Ao final da revisão, cada produto deve ter uma ficha utilizável: pessoa jurídica fornecedora, origem do programa, direito fornecido, serviços associados, contrato de referência, regime da receita, hipótese de crédito e responsável pela atualização. Fichas com conclusões condicionais precisam indicar exatamente qual documento ainda falta.

O resultado permite simular margens por oferta e cliente sem depender de uma taxa média que esconde diferenças. Também ajuda a explicar por que duas receitas do mesmo grupo podem demandar tratamentos distintos. Para reunir essas frentes, o diagnóstico tributário de tecnologia e SaaS conecta qualificação jurídica, evidência e operação fiscal.

Perguntas frequentes

Um software com marca brasileira é necessariamente nacional para essa análise?

Não. A SC Cosit 218/2024 considera a pessoa jurídica produtora e a localização de sua sede, além da relação entre desenvolvimento e licenciamento. A marca não encerra a qualificação.

Revender software nacional permite usar a exceção do software próprio?

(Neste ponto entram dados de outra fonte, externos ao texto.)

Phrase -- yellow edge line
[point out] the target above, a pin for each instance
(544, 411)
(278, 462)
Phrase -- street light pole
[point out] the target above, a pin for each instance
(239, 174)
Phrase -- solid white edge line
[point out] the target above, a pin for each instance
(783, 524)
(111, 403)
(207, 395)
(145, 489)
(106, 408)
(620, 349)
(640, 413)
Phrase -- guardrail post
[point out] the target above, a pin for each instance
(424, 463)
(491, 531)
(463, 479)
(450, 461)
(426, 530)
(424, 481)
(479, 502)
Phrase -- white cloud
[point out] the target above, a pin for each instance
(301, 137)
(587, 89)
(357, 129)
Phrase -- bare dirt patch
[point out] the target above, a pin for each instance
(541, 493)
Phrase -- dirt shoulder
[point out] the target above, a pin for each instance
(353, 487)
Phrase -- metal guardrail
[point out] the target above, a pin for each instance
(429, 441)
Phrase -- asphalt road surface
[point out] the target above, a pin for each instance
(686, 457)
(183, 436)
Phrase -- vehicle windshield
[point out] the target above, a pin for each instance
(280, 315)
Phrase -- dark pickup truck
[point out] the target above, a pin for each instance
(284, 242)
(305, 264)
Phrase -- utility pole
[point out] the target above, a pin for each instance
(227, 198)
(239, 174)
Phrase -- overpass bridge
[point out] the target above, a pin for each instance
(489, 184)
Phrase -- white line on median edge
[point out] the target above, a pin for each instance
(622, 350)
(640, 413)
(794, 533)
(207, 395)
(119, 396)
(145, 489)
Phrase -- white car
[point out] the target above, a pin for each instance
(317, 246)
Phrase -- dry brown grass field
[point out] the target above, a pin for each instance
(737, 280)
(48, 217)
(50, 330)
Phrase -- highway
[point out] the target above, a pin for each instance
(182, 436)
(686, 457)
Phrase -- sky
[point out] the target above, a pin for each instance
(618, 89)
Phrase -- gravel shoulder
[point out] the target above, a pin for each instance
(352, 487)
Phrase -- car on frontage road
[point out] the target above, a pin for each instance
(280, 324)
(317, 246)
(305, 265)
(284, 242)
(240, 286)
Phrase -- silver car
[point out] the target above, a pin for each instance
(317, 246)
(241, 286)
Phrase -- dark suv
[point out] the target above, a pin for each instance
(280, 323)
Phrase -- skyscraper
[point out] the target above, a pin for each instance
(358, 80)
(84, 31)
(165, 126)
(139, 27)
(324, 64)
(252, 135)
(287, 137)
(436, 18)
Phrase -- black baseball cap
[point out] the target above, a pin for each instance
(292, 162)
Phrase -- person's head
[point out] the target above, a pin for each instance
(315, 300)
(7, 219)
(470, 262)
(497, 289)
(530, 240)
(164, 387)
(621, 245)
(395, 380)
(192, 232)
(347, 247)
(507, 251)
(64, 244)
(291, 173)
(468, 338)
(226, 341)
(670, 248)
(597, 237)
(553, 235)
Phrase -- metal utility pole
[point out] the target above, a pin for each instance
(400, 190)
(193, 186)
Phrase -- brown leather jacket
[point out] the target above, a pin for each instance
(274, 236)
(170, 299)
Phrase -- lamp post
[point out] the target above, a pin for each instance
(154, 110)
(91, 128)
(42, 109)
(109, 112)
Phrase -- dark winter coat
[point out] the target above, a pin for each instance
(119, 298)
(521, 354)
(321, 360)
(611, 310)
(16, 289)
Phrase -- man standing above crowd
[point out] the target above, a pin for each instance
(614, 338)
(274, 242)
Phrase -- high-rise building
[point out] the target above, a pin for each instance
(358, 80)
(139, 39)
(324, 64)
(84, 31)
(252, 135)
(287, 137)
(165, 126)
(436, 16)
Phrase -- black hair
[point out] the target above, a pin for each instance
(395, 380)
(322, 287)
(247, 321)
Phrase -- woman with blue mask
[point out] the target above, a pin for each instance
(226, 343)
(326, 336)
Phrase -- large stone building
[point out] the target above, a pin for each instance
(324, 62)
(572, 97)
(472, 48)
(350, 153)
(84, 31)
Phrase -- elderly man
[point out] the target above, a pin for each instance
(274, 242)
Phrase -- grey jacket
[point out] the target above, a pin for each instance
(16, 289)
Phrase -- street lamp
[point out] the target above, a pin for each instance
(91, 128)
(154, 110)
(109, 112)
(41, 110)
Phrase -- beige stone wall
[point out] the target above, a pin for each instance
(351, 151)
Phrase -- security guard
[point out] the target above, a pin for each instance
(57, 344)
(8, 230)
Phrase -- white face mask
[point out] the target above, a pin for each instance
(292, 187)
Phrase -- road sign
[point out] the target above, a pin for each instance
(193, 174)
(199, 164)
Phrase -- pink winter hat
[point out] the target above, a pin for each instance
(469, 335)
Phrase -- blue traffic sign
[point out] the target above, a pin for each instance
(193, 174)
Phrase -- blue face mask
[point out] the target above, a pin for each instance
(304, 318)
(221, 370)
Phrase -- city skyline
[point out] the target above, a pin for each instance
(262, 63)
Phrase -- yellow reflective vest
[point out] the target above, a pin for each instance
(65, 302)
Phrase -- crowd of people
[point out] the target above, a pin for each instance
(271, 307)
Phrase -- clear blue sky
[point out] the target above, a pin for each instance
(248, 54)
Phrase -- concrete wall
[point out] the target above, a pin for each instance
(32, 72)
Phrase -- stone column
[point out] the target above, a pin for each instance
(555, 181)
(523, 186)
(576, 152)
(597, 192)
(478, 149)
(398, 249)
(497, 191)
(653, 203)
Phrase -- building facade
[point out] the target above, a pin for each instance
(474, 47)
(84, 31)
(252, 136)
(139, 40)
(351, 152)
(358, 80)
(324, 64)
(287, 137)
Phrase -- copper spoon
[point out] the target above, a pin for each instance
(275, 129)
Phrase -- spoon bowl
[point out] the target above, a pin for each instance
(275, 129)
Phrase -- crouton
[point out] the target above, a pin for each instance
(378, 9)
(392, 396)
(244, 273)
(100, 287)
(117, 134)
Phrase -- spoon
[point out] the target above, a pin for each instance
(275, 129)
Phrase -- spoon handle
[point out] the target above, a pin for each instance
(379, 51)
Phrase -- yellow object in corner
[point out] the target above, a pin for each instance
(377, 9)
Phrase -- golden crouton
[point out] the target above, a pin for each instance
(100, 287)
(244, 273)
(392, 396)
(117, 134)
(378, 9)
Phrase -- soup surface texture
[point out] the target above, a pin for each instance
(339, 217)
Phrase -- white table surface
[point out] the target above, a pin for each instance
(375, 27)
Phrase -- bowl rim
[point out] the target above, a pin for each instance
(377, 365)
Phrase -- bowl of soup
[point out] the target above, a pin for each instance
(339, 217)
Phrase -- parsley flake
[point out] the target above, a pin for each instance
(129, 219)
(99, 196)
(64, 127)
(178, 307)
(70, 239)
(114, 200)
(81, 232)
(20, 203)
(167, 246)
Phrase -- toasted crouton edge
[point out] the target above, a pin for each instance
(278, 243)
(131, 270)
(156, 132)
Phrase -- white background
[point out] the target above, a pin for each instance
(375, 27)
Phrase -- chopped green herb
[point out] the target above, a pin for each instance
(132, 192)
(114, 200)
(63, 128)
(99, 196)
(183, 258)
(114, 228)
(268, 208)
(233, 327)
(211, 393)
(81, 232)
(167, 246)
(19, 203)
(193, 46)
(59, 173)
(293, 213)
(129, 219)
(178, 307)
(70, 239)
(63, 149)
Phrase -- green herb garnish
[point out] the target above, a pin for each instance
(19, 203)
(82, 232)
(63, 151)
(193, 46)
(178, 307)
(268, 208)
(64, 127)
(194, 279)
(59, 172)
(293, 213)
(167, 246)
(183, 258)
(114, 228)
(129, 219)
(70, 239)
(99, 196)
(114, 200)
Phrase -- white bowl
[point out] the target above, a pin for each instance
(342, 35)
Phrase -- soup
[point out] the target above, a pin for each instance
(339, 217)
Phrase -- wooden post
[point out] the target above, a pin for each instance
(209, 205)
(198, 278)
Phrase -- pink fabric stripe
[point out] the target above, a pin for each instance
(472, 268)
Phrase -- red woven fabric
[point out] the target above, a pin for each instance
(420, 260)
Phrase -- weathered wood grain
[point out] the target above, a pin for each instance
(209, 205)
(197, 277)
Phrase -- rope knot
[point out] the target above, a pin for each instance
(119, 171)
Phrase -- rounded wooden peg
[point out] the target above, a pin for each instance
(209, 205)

A consulta diferencia software desenvolvido pela própria empresa de software desenvolvido por terceiro. O fato de o terceiro ser brasileiro não torna a revendedora a desenvolvedora do programa.

Ter um contrato com desenvolvedores externos elimina automaticamente a hipótese de software próprio?

Não se deve extrair essa regra universal da consulta. É necessário examinar o objeto contratado, os direitos resultantes e quem desenvolve juridicamente o produto. Participação externa e aquisição de produto pronto não são fatos idênticos.

Receita não cumulativa significa crédito de toda despesa relacionada?

Não. A aquisição deve cumprir seus próprios requisitos de crédito. Regime da receita e elegibilidade da despesa são análises conectadas, mas diferentes.

A mesma ficha resolve os tributos da importação e da revenda?

Ela ajuda a identificar os fatos comuns, mas não substitui a análise de cada incidência. Aquisição internacional, receita doméstica, retenções e regras de IBS/CBS podem exigir fundamentos distintos.